Sunday, raining. I am not my best when it is like this... I have had the stiffness and aches mostly away... I feel when they are coming back and know to add medication then... but there is nothing really to help with how I feel, mentally, and that is the most awful thing about it. For that, there seems to be no cure. I feel sad about things, bad about some old joking or teasing or whatever... suddenly I feel unhappy about things that are gone or things that are perfectly normal... I am like oversensitive to everything, my reactions are exaggerated and I know that they are but I can't change it. It changes with the weather then.

It has been a good day... I have got things done... the entire week-end has been a good one actually. I have been active at home, cleaning, sewing performance clothes for DD who was performing in some senior citizens' happening today... I have been baking and cooking... and washing loadwise of laundry... reading one of Fred Vargas' book (novel) - a good one like they all are... that is, I have tried to keep myself active and not to think so much of how I feel, and I have tried to do things I love, in order to feel better.... but it is really so that nothing ever helps when I feel like this. And I hate to be so helpless with that because I am not mentally ill or unbalanced... it is incredible that a rheumatic disease really works like this! Even though the pain and ache is excluded - I'd have it but for once the medication is able to keep it away. And I still FEEL so bad although everything is all right and well... Sometimes when the pain cannot be excluded, when I live with it for days, or weeks, or months, and it gets intolerable at times... then I can understand I can start feeling depressed. I know I just ought to accept this - it is part of me and part of the disease and I can't help it... so why feel bad even of feeling bad? - Here you see. I AM impossible.

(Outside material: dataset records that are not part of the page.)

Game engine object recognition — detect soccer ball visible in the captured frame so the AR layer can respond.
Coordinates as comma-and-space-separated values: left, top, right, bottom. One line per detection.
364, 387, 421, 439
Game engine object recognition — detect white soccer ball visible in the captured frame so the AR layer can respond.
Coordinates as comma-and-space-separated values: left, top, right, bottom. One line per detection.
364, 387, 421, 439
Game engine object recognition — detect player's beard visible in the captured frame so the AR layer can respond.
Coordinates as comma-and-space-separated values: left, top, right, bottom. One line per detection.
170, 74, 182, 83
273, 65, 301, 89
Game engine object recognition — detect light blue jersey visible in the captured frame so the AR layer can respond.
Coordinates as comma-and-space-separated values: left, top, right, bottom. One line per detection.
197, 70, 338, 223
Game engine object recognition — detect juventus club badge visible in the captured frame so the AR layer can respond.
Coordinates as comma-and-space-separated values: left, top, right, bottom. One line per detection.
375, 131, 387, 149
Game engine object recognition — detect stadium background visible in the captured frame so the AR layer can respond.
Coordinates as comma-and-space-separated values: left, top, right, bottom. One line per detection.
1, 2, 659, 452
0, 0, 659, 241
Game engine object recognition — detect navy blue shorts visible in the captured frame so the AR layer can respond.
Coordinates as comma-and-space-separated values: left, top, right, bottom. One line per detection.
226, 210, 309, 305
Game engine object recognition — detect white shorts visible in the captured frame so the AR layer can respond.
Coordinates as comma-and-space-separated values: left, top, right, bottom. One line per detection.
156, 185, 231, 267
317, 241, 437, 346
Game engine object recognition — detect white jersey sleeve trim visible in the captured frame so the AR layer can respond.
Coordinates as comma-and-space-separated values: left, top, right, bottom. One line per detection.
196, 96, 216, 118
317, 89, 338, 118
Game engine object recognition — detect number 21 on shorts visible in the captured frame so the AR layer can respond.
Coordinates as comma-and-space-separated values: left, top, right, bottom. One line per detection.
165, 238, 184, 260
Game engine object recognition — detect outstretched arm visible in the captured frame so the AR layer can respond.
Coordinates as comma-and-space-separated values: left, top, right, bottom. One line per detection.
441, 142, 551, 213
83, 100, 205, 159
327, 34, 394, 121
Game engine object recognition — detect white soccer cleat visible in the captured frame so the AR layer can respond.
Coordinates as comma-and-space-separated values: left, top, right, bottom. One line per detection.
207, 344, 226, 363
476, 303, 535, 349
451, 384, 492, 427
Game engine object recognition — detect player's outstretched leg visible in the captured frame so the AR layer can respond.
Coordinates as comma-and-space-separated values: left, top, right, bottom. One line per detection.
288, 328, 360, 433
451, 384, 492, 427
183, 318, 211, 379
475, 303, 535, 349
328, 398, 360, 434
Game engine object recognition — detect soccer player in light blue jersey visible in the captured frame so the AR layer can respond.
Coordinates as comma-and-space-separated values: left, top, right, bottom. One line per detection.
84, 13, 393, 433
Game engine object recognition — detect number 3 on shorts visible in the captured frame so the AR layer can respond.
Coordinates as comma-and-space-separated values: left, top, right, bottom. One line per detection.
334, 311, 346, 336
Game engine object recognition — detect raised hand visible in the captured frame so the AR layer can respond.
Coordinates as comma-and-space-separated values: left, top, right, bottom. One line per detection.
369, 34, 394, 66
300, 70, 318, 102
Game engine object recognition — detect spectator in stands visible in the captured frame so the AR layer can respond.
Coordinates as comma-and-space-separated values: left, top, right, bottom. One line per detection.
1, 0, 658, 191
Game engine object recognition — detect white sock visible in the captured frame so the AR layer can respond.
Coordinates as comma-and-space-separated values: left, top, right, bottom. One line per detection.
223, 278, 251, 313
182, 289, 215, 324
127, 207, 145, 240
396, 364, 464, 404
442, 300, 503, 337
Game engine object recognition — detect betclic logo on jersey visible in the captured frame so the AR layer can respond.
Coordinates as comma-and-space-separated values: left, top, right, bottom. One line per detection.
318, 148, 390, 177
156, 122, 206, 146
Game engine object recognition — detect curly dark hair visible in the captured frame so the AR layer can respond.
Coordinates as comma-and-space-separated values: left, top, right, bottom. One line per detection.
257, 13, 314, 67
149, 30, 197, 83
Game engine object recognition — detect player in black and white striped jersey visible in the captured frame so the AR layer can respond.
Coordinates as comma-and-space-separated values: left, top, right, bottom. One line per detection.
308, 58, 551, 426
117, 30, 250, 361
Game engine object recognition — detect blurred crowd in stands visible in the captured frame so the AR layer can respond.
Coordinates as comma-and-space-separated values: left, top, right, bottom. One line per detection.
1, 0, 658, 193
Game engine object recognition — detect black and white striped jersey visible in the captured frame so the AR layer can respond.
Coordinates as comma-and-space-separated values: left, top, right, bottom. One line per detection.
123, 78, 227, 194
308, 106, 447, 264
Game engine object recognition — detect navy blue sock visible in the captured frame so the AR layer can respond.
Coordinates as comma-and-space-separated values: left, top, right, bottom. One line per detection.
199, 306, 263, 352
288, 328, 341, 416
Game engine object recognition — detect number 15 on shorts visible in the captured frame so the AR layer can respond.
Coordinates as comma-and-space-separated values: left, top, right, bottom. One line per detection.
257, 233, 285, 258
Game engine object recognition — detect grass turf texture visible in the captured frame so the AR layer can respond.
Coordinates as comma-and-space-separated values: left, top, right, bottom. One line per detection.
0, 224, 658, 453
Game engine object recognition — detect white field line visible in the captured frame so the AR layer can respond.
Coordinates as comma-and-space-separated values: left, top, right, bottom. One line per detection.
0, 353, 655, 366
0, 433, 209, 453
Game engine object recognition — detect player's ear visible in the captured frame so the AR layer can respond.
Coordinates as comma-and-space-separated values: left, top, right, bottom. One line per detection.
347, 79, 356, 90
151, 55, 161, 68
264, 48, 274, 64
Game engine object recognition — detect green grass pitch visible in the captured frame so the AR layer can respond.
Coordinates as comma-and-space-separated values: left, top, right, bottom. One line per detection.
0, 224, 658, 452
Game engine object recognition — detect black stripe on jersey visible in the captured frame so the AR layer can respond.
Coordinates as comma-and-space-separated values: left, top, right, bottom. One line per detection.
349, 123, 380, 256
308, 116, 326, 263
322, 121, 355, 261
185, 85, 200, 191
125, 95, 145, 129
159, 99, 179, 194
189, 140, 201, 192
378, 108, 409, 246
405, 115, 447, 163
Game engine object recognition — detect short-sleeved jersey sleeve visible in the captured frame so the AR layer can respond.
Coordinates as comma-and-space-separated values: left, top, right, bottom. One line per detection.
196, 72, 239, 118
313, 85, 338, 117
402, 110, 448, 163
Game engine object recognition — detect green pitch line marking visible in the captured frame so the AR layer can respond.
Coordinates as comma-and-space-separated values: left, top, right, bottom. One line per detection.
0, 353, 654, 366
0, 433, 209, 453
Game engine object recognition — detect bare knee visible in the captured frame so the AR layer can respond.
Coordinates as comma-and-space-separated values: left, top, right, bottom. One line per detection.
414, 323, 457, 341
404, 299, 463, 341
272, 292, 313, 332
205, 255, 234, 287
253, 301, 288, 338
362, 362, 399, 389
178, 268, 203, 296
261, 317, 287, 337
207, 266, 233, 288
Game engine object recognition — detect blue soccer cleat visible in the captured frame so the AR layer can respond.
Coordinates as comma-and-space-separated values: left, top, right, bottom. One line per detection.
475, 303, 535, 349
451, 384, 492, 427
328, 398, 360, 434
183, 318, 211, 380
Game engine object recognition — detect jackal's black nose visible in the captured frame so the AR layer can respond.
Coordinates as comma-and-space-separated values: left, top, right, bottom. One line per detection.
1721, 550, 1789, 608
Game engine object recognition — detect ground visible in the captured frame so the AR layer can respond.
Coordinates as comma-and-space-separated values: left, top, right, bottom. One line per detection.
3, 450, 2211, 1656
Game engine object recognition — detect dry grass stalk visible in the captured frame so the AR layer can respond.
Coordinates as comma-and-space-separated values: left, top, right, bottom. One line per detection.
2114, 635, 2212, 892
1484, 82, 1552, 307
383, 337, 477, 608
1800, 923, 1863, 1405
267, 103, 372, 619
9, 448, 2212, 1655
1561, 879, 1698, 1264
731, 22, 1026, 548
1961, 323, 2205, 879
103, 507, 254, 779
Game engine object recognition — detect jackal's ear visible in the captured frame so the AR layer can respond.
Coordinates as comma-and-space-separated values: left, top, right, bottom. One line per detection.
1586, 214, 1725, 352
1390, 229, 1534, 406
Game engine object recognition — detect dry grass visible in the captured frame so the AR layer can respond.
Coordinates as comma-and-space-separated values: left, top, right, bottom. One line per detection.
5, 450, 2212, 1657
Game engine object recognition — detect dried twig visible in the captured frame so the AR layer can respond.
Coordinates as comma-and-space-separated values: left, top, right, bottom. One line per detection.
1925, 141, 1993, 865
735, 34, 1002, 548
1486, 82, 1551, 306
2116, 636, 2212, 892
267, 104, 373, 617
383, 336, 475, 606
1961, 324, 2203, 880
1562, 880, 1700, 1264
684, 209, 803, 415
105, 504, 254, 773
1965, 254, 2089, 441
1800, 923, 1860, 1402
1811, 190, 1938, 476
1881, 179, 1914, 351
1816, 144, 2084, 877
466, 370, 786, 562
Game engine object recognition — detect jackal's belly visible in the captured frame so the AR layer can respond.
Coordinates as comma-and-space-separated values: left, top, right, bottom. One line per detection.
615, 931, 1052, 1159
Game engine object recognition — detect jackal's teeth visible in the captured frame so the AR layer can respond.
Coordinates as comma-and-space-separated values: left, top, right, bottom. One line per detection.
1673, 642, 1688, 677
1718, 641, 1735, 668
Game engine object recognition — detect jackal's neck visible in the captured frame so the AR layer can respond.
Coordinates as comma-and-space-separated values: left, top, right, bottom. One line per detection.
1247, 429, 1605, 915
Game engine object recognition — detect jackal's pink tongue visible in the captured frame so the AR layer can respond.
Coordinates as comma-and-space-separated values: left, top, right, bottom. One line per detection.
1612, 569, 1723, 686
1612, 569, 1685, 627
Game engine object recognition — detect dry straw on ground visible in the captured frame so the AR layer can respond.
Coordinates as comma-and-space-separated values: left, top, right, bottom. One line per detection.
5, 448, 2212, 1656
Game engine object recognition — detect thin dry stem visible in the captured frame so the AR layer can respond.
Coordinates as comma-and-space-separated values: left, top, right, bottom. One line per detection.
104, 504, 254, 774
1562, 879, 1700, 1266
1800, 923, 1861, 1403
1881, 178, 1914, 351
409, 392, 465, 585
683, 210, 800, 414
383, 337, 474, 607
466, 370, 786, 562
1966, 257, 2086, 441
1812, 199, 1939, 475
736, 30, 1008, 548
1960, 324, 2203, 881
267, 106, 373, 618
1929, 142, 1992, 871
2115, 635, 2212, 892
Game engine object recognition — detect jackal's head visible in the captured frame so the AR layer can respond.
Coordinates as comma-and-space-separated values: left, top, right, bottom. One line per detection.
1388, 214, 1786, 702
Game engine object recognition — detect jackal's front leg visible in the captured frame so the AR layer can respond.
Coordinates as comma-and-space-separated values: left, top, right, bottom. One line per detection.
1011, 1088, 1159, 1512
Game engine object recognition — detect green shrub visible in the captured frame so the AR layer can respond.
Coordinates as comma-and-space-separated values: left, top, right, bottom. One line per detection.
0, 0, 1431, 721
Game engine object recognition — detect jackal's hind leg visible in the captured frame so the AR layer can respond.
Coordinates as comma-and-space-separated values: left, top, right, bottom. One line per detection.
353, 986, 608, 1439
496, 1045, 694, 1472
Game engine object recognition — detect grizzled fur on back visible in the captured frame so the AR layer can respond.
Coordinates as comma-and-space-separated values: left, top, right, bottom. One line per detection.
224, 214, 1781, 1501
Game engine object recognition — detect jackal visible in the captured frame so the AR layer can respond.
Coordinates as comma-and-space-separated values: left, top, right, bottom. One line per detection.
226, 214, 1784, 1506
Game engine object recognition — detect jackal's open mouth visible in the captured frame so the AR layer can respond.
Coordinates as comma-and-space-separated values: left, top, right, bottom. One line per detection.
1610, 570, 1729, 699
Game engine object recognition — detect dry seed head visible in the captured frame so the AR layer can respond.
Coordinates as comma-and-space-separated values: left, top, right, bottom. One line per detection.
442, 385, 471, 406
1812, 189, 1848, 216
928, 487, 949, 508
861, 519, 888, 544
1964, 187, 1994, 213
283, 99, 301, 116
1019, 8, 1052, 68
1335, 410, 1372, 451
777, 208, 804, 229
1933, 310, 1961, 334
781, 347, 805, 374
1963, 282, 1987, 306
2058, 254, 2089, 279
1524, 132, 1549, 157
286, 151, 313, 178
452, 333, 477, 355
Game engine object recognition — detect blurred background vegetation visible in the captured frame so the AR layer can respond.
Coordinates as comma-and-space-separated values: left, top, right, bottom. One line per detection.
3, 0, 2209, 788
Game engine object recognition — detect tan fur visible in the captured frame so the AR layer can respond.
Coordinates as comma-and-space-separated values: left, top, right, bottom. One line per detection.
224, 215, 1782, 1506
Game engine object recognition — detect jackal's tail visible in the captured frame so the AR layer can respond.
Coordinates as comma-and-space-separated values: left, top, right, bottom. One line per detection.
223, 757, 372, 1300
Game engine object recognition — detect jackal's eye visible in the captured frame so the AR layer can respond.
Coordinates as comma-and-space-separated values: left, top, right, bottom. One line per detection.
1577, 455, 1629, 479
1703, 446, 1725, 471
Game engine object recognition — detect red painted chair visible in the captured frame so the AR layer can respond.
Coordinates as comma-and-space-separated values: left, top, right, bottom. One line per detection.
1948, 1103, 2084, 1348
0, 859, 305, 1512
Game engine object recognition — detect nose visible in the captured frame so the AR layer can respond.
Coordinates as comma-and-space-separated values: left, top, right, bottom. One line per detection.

I think I will go back to Vargas.

I was organizing the shower gels, shampoos, conditioners and whatever in the sauna washing room. It appeared that there was hardly any shampoo at all but that there were tens of conditioners so I need not purchase another one before Christmas! But I must get more shampoo at once.

I am also Christmas cleaning, so to say... already... I mean throwing unwanted, broken etc. things out of the house. I enjoy it. I enjoy creating SPACE in this MESS which I hate. But I am such a perfectionist that if I let it rule I never do anything because I cannot get it done well enough. So before I get anything done I have to fight with myself and dump that perfectionism and tell myself that whatever I do.... WHATEVER.... how little, how short a time, how imperfect ever - it is always better than not to do anything at all. And now I start seeing the results. Much has to be done still (says the perfectionist) but a lot has been done too. It has been good time for the mess to cumulate since children were at home during the summer holidays and we were both working and I was even rather busy all summer so... we did not do so much at home, and children set up a mess. And when there is enough of the mess, you stop seeing it. I never get used to it, I always hate it and it deplores me of my energy but I stop seeing it. Now I have started to see and started to do something to it too. Rome was not built in one day and here this organizing is an ever-ongoing process but it is delighting to see it works.

I may not write to you when I don't feel I am well but I still love you. I just don't want to bother you because there is not so much anyone can do - so I even use the "invisible" mode in chat so that no one would feel obliged to contact just because I am there.

I even know it spunds odd but it is how I feel in this state. The happy thing about it is that is goes by.